History of Billiards

Historical records about the exact genesis place and form of the game of billiards is inaccurate and ambiguous. The word billiard is derived from the French word ‘Bille” meaning ball, referring to a game involving ball and stick, and “art” meaning the art of playing the game. Although the French have given new meaning and life to the game, refining, evolving and popularizing it, they cannot claim to have invented it. Billiards was played as an out door lawn game, resembling golf or croquet, in Northern Europe during the 1500 century.

The first actual evidence of billiards was found in the 1470 inventory of King Louis XI of France in the form of a billiard game board. However, lawn games t originated from bat and ball games played as early as the 1300 century. Historians are unclear about the reasons for the evolution of these games. Whether it was merely for entertainment or served some social or religious functions in ancient times is still an intriguing debate among historians.

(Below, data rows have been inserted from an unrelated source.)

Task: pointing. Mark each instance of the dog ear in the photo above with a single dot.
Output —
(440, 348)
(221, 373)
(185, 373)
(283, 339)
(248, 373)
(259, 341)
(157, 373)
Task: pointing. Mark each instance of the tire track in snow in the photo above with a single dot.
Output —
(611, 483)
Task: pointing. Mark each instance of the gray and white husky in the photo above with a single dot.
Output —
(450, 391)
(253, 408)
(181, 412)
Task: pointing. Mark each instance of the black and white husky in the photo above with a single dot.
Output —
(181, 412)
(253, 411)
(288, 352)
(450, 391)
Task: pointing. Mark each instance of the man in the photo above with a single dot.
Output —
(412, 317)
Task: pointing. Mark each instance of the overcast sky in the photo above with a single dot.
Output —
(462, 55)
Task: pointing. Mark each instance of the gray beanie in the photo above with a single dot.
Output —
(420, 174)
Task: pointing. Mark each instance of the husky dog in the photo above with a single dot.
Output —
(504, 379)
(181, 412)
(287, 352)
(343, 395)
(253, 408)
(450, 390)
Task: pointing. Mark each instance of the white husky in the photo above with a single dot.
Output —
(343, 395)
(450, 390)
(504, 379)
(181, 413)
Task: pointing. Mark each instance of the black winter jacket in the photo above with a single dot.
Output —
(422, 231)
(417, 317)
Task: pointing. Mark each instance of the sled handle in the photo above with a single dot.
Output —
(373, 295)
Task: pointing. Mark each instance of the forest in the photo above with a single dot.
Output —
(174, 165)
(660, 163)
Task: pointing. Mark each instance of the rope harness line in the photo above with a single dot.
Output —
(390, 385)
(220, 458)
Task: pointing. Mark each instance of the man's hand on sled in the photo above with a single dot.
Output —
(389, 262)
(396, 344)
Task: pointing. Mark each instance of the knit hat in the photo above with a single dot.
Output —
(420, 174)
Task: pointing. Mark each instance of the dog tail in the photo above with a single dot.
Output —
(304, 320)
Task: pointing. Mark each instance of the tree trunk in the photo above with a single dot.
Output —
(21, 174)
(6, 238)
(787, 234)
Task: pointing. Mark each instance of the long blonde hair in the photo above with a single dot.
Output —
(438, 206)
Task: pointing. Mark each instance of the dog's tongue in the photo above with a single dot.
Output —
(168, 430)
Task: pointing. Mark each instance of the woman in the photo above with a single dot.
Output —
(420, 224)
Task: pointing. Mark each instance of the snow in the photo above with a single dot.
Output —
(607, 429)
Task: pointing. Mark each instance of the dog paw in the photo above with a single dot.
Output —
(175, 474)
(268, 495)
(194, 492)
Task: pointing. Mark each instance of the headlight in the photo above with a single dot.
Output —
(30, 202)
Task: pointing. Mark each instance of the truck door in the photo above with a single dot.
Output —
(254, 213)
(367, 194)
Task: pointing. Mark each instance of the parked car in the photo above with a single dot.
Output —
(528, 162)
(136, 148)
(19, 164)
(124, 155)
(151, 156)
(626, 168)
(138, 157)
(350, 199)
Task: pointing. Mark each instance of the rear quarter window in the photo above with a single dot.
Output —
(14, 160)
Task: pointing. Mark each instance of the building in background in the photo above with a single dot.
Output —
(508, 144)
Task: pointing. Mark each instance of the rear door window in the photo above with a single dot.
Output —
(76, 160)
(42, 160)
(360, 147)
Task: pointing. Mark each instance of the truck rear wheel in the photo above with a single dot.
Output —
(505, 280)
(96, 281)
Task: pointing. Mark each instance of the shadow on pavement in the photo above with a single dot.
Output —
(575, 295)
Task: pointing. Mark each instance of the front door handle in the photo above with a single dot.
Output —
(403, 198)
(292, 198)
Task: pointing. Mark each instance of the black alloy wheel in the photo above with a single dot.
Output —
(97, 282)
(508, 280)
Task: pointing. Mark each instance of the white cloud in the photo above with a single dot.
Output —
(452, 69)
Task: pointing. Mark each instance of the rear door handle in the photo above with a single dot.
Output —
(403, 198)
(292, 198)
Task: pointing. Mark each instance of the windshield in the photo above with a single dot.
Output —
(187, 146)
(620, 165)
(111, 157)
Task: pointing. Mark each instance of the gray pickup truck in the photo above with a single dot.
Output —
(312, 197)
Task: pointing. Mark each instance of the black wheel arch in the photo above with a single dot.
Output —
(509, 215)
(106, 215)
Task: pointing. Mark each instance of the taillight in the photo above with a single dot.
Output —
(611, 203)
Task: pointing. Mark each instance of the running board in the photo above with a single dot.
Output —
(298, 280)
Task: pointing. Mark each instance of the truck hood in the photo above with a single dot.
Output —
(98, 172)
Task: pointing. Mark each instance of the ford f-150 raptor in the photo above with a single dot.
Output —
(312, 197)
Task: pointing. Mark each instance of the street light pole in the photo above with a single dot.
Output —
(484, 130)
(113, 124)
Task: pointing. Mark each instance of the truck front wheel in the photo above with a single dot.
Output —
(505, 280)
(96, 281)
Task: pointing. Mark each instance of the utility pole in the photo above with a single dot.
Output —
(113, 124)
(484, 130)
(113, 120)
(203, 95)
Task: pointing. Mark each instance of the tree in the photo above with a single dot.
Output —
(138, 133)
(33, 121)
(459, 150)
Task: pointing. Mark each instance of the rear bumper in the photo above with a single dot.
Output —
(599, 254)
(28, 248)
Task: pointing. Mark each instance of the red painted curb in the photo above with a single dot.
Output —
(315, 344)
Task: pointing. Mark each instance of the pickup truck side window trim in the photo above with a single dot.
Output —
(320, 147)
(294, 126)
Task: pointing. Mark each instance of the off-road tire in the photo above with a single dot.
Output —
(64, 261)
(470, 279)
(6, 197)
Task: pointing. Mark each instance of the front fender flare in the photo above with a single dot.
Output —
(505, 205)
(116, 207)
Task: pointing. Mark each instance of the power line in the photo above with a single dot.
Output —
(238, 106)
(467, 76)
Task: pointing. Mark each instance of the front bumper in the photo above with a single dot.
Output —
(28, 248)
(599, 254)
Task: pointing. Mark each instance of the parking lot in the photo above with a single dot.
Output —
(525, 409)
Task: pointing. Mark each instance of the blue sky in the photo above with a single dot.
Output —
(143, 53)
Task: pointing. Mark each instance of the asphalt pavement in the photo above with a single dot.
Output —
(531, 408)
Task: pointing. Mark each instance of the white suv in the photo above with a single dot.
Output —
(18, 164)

Billiards graduated to indoor games and became popular among aristocrats and commoners in France by the mid 1500’s. Billiards a game of subtle physical deliverance, profound concentration and metal agility allowed fair play and equal footage to players of both sexes. By the mid 1600’s, the table version similar to today’s games appeared. The innovations of the cue, in the 1700’s, lead to the disappearance of the mace that was initially used. Soon, billiards acquired its status as a scientific game with precisely designed equipment, manufacturing plants for tables, standardized rules, etc.

The leather cue tip initially designed by Captain Minguard for protection of the cue added a new dimension to the game. By 1850’s, billiards invaded most of the world. In 1826, England’s John Thurstion changed the wooden game board to slate. By 1797, new fabric replaced cotton or wool to improve smoothness and friction. Balls evolved from wood to ivory to the present Colloidal coated plastic form by 1869.